In fish, most studies on mercury induced regional brain pathology and behaviour changes are restricted to waterborne exposure, mostly reporting structural damage to the olfactory organs and disturbed sensory behaviour (Sutterlin and Sutterlin, 1971, Hara et al., 1976, Rehnberg and Schreck, 1986, Baatrup et al., 1990; review, Baatrup, 1991, Ribeiro et al., 1995). The rapid absorption of aqueous mercury in the central nerve system via the olfactory pathway can not easily be related to food borne exposure in fish, hence behaviour changes other than sensory disturbance might be expected during dietary mercury exposures. Embryonic exposures to aqueous mercury causes latent effects on the feeding behaviour and predator avoidance of hatchlings (Weis and Weis, 1994, Fjeld et al., 1998), which are related to reduced locomotor capacity (Zhou and Weis, 1998). Behaviour studies on oral dietary mercury exposures are lacking in fish.

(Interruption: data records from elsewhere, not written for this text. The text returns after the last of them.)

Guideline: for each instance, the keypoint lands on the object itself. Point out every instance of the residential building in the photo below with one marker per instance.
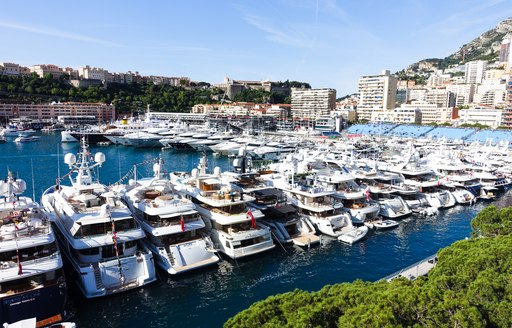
(13, 69)
(475, 71)
(438, 79)
(102, 112)
(441, 97)
(92, 73)
(43, 69)
(430, 113)
(463, 93)
(505, 51)
(491, 93)
(311, 103)
(417, 94)
(376, 92)
(491, 117)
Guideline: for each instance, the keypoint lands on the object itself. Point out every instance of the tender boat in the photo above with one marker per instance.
(32, 281)
(97, 233)
(232, 224)
(175, 231)
(27, 138)
(354, 235)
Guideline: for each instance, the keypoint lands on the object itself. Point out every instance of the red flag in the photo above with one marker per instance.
(114, 239)
(253, 220)
(20, 269)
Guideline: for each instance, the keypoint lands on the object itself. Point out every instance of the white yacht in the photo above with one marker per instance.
(232, 224)
(96, 231)
(313, 201)
(418, 175)
(283, 219)
(175, 231)
(32, 281)
(356, 200)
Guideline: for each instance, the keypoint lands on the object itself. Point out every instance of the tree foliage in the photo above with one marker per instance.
(471, 286)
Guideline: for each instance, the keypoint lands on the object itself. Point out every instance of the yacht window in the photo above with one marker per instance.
(109, 251)
(22, 284)
(89, 251)
(30, 253)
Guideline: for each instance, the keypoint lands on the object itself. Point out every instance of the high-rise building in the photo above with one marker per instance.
(376, 92)
(311, 103)
(43, 69)
(475, 71)
(505, 53)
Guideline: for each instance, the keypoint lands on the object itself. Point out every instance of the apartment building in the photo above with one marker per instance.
(376, 92)
(311, 103)
(463, 93)
(483, 115)
(102, 112)
(475, 71)
(13, 69)
(43, 69)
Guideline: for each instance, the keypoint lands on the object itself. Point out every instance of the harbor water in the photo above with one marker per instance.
(207, 298)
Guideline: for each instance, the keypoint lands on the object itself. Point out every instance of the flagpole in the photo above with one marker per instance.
(33, 185)
(20, 269)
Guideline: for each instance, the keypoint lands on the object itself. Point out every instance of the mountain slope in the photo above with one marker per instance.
(484, 47)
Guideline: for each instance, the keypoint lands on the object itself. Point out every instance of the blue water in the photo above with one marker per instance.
(208, 298)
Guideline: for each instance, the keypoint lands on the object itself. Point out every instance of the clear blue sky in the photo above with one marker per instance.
(327, 43)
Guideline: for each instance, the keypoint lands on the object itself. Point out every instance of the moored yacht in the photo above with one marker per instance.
(97, 233)
(32, 281)
(175, 231)
(232, 224)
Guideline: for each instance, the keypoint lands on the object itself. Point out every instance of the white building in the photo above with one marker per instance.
(430, 113)
(418, 94)
(475, 71)
(102, 112)
(441, 97)
(491, 93)
(13, 69)
(482, 115)
(463, 93)
(312, 103)
(92, 73)
(438, 79)
(376, 92)
(41, 70)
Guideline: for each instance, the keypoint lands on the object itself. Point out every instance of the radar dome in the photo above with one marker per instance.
(99, 158)
(156, 169)
(70, 159)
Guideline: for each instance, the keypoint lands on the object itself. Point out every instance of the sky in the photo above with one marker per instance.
(327, 43)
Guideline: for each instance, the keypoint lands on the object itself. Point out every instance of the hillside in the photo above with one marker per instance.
(484, 47)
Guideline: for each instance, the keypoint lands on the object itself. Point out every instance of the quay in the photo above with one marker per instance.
(415, 270)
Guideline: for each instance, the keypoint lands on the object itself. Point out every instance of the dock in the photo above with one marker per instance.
(415, 270)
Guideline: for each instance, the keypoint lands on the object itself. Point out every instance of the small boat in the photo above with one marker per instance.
(385, 224)
(353, 236)
(25, 138)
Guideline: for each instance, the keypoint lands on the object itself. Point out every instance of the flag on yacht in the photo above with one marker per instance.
(367, 193)
(20, 269)
(253, 220)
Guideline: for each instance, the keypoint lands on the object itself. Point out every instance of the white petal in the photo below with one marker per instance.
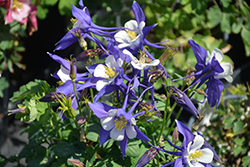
(63, 74)
(100, 71)
(110, 61)
(207, 156)
(123, 45)
(137, 65)
(107, 123)
(130, 131)
(195, 164)
(119, 62)
(117, 135)
(112, 112)
(228, 71)
(155, 62)
(141, 26)
(122, 37)
(197, 143)
(218, 54)
(133, 58)
(100, 84)
(133, 121)
(132, 25)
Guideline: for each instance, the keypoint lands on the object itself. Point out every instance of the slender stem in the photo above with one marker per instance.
(54, 120)
(165, 113)
(177, 116)
(79, 106)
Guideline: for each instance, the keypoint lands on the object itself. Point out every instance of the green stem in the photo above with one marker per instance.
(165, 113)
(79, 106)
(54, 120)
(173, 124)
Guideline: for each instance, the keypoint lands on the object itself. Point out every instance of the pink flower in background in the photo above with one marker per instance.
(20, 10)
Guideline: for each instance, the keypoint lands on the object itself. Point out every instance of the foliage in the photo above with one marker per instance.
(54, 142)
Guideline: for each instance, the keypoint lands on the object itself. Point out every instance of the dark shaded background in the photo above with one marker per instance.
(40, 66)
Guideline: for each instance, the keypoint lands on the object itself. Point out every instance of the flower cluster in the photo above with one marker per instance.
(127, 73)
(20, 10)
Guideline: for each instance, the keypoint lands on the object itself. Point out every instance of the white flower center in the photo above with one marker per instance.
(195, 155)
(17, 5)
(131, 34)
(110, 72)
(120, 122)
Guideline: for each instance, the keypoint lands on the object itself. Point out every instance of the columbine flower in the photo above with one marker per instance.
(117, 123)
(140, 64)
(195, 151)
(19, 10)
(147, 157)
(209, 69)
(182, 99)
(133, 37)
(66, 88)
(84, 28)
(108, 73)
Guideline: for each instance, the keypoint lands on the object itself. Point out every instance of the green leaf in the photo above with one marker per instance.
(50, 2)
(214, 16)
(33, 110)
(65, 6)
(237, 150)
(238, 125)
(225, 3)
(228, 122)
(92, 136)
(244, 10)
(240, 141)
(246, 161)
(245, 35)
(236, 27)
(133, 149)
(199, 6)
(41, 12)
(4, 85)
(6, 45)
(225, 24)
(64, 149)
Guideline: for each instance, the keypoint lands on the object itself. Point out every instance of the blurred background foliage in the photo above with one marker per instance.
(211, 23)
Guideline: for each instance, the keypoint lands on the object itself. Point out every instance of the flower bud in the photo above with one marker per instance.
(175, 135)
(76, 162)
(72, 71)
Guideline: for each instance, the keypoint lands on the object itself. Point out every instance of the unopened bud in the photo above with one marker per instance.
(72, 71)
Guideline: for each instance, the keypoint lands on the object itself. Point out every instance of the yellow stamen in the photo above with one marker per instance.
(110, 72)
(131, 34)
(120, 122)
(73, 21)
(195, 155)
(17, 5)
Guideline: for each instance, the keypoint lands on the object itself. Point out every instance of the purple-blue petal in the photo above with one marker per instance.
(67, 40)
(214, 89)
(103, 135)
(138, 12)
(123, 145)
(187, 134)
(140, 135)
(100, 109)
(199, 52)
(107, 89)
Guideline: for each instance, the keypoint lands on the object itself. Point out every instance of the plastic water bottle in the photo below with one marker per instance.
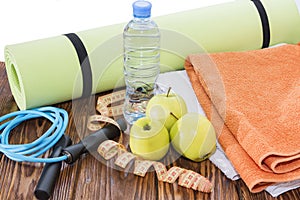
(141, 40)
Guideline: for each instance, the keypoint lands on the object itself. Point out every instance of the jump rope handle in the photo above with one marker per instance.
(51, 171)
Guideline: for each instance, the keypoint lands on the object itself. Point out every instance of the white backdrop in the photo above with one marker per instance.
(26, 20)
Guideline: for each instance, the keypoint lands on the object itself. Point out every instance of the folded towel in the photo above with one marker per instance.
(253, 100)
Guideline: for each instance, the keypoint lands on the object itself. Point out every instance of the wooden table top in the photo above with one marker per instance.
(89, 178)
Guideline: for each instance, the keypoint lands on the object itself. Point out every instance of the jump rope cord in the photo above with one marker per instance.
(31, 152)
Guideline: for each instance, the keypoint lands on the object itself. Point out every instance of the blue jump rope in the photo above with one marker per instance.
(54, 138)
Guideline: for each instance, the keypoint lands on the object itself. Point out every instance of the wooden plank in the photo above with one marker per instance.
(93, 178)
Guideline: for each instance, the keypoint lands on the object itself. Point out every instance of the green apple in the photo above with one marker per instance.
(193, 136)
(167, 108)
(149, 139)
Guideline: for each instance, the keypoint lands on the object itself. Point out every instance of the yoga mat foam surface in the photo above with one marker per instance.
(47, 71)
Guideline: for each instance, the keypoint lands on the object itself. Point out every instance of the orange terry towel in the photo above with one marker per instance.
(253, 100)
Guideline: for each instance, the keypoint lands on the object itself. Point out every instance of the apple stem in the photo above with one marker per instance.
(147, 127)
(169, 90)
(174, 115)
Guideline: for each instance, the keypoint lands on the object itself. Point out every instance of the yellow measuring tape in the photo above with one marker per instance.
(109, 149)
(186, 178)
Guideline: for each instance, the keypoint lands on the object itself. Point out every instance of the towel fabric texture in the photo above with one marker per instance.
(253, 100)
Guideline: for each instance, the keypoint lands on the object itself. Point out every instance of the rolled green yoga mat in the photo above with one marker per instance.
(48, 71)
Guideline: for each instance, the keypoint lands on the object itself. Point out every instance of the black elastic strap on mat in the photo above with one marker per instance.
(264, 22)
(84, 64)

The aim of the study was to make a total effect assessment of the neurotoxic effects of inorganic and organic mercury by the oral route of uptake using integrated biochemical, pathological and behavioural parameters. Furthermore, the study aims to assess lipid oxidative stress as a possible mechanism by which organic and inorganic dietary mercury exert their damage to fish brain at sublethal exposures. The dosing in the present study was set to reveal the toxic mechanisms involved for organic and inorganic mercury and not to compare dose response of the two mercury forms.